You can obtain examples of server output from the examples described earlier in this manual or from our 3D-DART gallery
Frequently asked questions
How can I cite 3D-DART?
  • M. van Dijk and A.M.J.J. Bonvin (2009) "3D-DART: a DNA structure modelling server",Nucl. Acids Res., 37 (Web Server Issue):W235-W239 doi:10.1093/nar/gkp287
Some P-O3' bonds in the sugar-phosphate backbone of bend structures seem to be longer than physically possible. What is going on?
The 3D-DART server calculates how the base-pairs in the sequence are supposed to be oriented relative to one another to result in the user-defined global conformation like a kink or bend. The "rebuild" module of 3DNA then uses this information to position the atomic coordinates of the different nucleotides to generate the actual structure.
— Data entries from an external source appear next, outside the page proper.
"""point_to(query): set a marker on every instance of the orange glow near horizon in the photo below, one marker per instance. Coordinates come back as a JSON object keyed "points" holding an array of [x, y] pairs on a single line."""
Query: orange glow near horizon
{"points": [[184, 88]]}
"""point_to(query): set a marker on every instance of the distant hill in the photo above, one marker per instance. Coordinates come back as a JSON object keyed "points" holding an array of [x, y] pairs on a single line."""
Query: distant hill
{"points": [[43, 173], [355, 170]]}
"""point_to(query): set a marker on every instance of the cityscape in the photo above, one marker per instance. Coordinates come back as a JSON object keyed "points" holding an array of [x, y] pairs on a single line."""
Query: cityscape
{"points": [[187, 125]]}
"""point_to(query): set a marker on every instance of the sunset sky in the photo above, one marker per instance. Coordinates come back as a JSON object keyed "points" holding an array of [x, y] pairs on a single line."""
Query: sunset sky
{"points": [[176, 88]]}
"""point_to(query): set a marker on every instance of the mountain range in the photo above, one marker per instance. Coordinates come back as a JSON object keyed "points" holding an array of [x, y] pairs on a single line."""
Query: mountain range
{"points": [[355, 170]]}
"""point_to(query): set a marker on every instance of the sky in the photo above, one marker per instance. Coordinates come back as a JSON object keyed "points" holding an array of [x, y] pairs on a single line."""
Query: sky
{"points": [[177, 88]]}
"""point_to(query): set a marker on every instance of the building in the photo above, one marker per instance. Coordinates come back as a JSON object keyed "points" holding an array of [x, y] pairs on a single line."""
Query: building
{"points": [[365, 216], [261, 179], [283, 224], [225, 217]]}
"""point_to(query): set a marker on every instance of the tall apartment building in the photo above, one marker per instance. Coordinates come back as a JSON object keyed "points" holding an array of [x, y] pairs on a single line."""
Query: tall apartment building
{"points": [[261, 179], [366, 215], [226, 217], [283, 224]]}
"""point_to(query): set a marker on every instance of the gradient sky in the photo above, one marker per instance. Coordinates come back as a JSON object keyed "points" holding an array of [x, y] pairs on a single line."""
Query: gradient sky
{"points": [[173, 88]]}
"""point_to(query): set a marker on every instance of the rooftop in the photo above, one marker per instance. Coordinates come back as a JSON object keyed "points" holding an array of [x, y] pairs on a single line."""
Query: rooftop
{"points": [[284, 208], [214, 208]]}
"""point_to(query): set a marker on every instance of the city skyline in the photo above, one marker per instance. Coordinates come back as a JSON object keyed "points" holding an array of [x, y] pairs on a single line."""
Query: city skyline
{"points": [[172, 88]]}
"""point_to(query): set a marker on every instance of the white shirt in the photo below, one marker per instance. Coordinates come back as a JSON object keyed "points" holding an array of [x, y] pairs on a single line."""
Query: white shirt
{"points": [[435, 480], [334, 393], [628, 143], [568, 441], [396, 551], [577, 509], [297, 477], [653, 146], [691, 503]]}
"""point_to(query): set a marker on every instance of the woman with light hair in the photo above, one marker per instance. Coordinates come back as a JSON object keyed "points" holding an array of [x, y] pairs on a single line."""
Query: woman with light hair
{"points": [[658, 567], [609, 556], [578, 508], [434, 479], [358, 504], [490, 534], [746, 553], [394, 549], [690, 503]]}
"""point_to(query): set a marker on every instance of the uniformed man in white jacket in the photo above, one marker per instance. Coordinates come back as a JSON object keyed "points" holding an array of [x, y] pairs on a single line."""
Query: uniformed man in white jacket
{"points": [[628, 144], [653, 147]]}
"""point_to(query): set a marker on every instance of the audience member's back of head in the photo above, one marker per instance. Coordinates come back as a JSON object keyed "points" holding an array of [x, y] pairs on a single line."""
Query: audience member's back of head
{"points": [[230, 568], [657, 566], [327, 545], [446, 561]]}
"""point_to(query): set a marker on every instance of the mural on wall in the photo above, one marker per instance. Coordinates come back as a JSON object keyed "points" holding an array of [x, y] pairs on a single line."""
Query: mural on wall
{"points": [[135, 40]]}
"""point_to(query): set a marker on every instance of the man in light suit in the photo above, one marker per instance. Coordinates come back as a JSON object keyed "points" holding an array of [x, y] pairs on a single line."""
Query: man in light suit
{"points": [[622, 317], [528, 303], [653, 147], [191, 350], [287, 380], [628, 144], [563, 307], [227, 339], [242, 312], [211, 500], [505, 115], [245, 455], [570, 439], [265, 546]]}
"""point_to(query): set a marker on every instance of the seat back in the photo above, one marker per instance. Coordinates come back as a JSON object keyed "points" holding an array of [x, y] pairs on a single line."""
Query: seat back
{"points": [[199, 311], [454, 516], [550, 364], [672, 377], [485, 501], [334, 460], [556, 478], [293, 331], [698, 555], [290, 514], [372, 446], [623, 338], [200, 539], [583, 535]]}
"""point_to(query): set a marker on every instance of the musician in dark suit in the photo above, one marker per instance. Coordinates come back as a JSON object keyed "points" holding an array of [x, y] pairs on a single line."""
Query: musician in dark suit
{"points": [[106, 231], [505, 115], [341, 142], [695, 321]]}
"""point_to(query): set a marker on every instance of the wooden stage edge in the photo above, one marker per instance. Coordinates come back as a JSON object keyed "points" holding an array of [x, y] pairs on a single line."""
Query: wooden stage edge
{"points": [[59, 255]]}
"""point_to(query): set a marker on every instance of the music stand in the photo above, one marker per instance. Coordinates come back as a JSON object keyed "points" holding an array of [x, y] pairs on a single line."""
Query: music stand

The calculation however only considers the individual bases to modify the global conformation and not the sugar-phosphate backbone; as a consequence, the backbone will always remains in the same conformation. To link the nucleotides together via the P-O3' bond the "rebuild" module does not use an energy minimization procedure but instead writes a CONECT statement to the PDB file that will command a structure viewer to create the bond. This will give the impression that nucleotides are properly linked even if the distance between P-O3' is too long for an actual bond to occur.